OMELIA XXXII DOMENICA DEL TEMPO ORDINARIO

Anno B

LETTURE: 1 Re 17,10-16; Sal 145; Eb 9,24-28; Mc 12,38-44
Dare tutto, non qualche cosa…. Così la vedova di Sarepta, così la vedova del Vangelo….

Diceva un grande uomo pieno di Spirito Santo: “se la tua fede non arriva  a giudicare il modo con cui tu usi i soldi, sappi di averla molto piccola” o ancora,  che è lo stesso … “ se la tua fede non centra con il tuo portafoglio ho i miei dubbi che essa possa avere una reale consistenza”.

Come dirà il Vangelo in altro passo: il modo di gestire il denaro che possiedo, esprime chiaramente dove sta il mio cuore, chi è il padrone che decide  la mia vita.

Tutto ciò che siamo, tutto ciò che abbiamo ricevuto è dono. Tutto va accolto, valorizzato e vissuto con lo stesso criterio.  Il Dio di Gesù Cristo ne è l’esempio.  Non è venuto tra noi per darci qualcosa della sua ricchezza, ma “spogliò se stesso”. Ci ha dato tutto sino alla morte e alla morte di Croce.

Chi si paragona con questo criterio sa quale debba essere la strada da percorrere, perché la carità, l’uscire da sé, dal proprio mondo, dai propri criteri piccoli e limitati, esprima la natura dell’uomo nuovo,  che sa camminare verso la pienezza.
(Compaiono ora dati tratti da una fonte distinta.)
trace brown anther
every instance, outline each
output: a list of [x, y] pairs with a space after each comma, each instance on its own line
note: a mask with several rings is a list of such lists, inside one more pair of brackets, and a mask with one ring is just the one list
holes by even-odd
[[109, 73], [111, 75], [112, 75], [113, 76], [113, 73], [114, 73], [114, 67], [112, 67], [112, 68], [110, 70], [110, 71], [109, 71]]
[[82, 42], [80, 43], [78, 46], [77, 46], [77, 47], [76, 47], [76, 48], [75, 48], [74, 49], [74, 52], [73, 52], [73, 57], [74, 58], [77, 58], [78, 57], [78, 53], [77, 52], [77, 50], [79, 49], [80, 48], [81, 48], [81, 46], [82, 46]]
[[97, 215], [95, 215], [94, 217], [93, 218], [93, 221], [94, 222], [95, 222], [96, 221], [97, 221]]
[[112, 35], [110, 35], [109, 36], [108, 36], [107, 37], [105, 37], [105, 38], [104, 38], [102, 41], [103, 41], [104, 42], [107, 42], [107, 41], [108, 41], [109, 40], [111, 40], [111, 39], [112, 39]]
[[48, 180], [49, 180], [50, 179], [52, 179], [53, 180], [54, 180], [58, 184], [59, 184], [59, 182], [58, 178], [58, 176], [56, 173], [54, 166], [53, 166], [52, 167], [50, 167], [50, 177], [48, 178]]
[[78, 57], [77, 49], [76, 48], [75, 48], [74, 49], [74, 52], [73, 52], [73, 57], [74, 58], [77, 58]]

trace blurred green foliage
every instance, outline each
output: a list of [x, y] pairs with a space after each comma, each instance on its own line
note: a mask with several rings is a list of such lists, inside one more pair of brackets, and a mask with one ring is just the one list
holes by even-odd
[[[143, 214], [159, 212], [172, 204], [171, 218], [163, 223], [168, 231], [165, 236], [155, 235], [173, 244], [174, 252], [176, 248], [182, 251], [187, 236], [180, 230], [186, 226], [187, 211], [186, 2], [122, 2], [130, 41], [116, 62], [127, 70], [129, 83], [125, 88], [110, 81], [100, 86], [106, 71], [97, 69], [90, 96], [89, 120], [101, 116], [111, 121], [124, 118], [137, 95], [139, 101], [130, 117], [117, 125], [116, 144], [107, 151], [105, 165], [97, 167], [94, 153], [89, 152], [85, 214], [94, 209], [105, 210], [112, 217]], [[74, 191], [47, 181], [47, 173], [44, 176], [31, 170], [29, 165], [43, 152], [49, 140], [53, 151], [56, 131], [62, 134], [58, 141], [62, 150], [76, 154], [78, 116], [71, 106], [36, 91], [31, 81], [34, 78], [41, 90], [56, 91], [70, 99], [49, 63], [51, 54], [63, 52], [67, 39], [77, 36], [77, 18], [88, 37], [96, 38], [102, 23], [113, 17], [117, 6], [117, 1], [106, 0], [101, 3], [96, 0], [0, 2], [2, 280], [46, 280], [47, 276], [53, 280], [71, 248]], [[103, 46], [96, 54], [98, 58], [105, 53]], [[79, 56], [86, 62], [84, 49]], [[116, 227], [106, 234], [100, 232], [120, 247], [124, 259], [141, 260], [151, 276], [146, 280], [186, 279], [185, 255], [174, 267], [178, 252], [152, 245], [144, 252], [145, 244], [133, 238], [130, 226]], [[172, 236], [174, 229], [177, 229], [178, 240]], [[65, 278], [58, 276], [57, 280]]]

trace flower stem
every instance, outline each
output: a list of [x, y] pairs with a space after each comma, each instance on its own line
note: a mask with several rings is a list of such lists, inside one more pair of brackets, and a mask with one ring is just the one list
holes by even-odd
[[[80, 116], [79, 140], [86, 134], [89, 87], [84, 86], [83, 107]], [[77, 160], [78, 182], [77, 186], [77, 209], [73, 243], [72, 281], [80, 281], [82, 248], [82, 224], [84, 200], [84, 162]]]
A partire da queste considerazioni generali, possiamo fermarci un attimo e dare un giudizio particolare sull’offerta che poniamo nel “tesoro del tempio”,  sull’offerta che diamo alla comunità Cristiana, per i suoi bisogni, perché il tempio e la vita che vi nasce attorno ad esso possa esprimersi.

Si ha quasi un pudore parlarne, come dovessimo trattare di qualcosa di estraneo, di qualcosa che contamina la purezza del nostro credo …  Ma se è vero quanto sopra, cominciamo con una semplice provocazione. Qual è il criterio con cui decidiamo di contribuire alla vita della comunità Cristiana ?  Dove mutuiamo questo giudizio … ?

Come è brutto sentire certe frasi fatte da parte di alcuni cristiani per giustificare il loro superfluo, quando c’è,  anche davanti   all’evidenza del bisogno … Come è brutto  guardare al bisogno economico della comunità a cui facciamo riferimento, come ad un problema che non mi riguarda direttamente,  un problema di “addetti ai lavori” che dovranno arrangiarsi loro a trovare i mezzi per sostenerne la vita e le opere, in qualcun altro che non sia io ….

Il problema non è prima di tutto cosa dare, quanto dare, ma la mancanza di passione e di interesse  per un ambito che, come ci si esprimeva sopra, spesso  riteniamo non debba essere trattato quando si parla di fede. Un “ angelismo ” che fa a pugni con “l’incarnazione”, mistero cardine della nostra esperienza religiosa.

Infine, un’ultima considerazione: quando si ama  veramente si da tutto, quando non si ama si parte sempre da un giudizio di convenienza. In una società come la nostra dove il “bene spirituale” è ritenuto superfluo, la convenienza è zero, con le relative scelte.